By Anthony McDaniel, M.D.
Amyl nitrite is the chemical compound with the formula C5H11ONO. A variety of isomers are known, but they all feature an amyl group attached to the nitrito functional group. The alkyl group is unreactive and the chemical and biological properties are mainly due to the nitrite group. Like other alkyl nitrites, amyl nitrite is bioactive in mammals, being a vasodilator, which is the basis of its use as a prescription medicine. As an inhalant, it also has a psychoactive effect, which has led to its recreational use. Poppers is a slang term for various alkyl nitrites inhaled for recreational purposes, particularly amyl nitrite, butyl nitrite, isopropyl nitrite and isobutyl nitrite. Amyl nitrite is used medically as an antidote to cyanide poisoning, but the term "poppers" refers specifically to recreational use. Amyl nitrite and several other alkyl nitrites, which are present in products such as air freshener and video head cleaner are often inhaled with the goal of enhancing sexual pleasure. These products have also been part of the club culture from the 1970s disco scene to the 1980s and 1990s rave scene. Poppers have a long history of use due to the rush of warm sensations and dizziness experienced when the vapours are inhaled.
Although, according to at least one analysis, poppers have a lower risk of harm to society and the individual than do certain other recreational drugs, other cases have shown that serious adverse effects can occur. In a letter to the New England Journal of Medicine, an ophthalmologist described four cases in which recreational users of poppers experienced temporary changes in vision. There is some evidence to indicate that even occasional use of poppers may affect vision. With heavy long-term use there is a potential for neurological damage. Accidentally swallowing or aspirating the liquid, rather than inhaling the vapors, is certainly dangerous and can prove fatal.

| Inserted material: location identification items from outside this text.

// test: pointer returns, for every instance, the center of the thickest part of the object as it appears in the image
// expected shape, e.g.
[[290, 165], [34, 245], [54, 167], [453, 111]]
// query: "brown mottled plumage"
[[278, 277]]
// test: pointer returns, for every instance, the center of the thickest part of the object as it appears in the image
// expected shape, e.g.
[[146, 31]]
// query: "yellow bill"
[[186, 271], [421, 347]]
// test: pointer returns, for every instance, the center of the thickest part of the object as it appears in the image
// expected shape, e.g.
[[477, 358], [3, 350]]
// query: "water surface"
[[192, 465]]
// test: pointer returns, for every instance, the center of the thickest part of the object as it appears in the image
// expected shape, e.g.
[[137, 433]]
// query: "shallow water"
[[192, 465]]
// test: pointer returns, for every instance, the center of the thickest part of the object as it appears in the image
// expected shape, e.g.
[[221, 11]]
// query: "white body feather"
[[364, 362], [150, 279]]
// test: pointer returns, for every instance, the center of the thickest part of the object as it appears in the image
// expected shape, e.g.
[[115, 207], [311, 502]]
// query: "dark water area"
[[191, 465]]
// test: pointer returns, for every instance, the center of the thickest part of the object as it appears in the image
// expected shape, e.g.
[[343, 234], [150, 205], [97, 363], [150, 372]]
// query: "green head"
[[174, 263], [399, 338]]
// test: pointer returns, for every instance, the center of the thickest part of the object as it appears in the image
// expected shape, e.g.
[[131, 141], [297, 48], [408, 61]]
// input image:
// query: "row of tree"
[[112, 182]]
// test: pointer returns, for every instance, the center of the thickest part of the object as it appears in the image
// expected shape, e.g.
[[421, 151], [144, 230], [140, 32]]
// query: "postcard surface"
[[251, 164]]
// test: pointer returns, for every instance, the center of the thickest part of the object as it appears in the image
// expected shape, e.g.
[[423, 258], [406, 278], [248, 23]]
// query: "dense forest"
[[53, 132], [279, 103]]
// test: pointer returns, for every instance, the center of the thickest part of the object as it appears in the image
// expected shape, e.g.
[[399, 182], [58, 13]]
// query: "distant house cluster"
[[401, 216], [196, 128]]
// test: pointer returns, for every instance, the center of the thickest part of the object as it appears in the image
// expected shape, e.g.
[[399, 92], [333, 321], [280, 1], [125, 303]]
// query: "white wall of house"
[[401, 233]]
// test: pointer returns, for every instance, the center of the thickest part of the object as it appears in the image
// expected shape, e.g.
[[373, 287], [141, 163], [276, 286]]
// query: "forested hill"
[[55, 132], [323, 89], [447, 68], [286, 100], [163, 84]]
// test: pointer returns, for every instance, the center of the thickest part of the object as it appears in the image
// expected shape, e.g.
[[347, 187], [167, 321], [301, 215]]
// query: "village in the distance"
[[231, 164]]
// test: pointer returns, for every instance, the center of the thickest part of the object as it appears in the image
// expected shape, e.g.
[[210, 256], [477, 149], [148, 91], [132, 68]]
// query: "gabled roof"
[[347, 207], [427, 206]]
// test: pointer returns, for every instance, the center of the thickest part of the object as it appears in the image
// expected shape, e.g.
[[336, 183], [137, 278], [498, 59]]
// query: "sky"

More rarely, acute use of poppers has been associated with asphyxia, arrhythmias, cardiovascular depression, carbon monoxide poisoning, hepatorenal toxicity, methemoglobinemia, neurologic dysfunction, mucosal, pulmonary, skin irritation and facial dermatitis. With chronic use neurological damage may occur. Rarely, the use of poppers can cause methemoglobinemia and hemolysis, especially in individuals predisposed towards such a condition or in overdose. An overdose via ingestion (rather than inhalation) may result in cyanosis, unconsciousness, coma and even death. Methylene blue is a treatment for methemoglobinemia associated with popper use. Accidental aspiration of amyl or butyl nitrites may lead to the development of lipoid pneumonia. Poppers can interact with prescription vasodilators, such as sildenafil (Viagra), to cause a serious decrease in blood pressure, leading to fainting, stroke, or heart attack.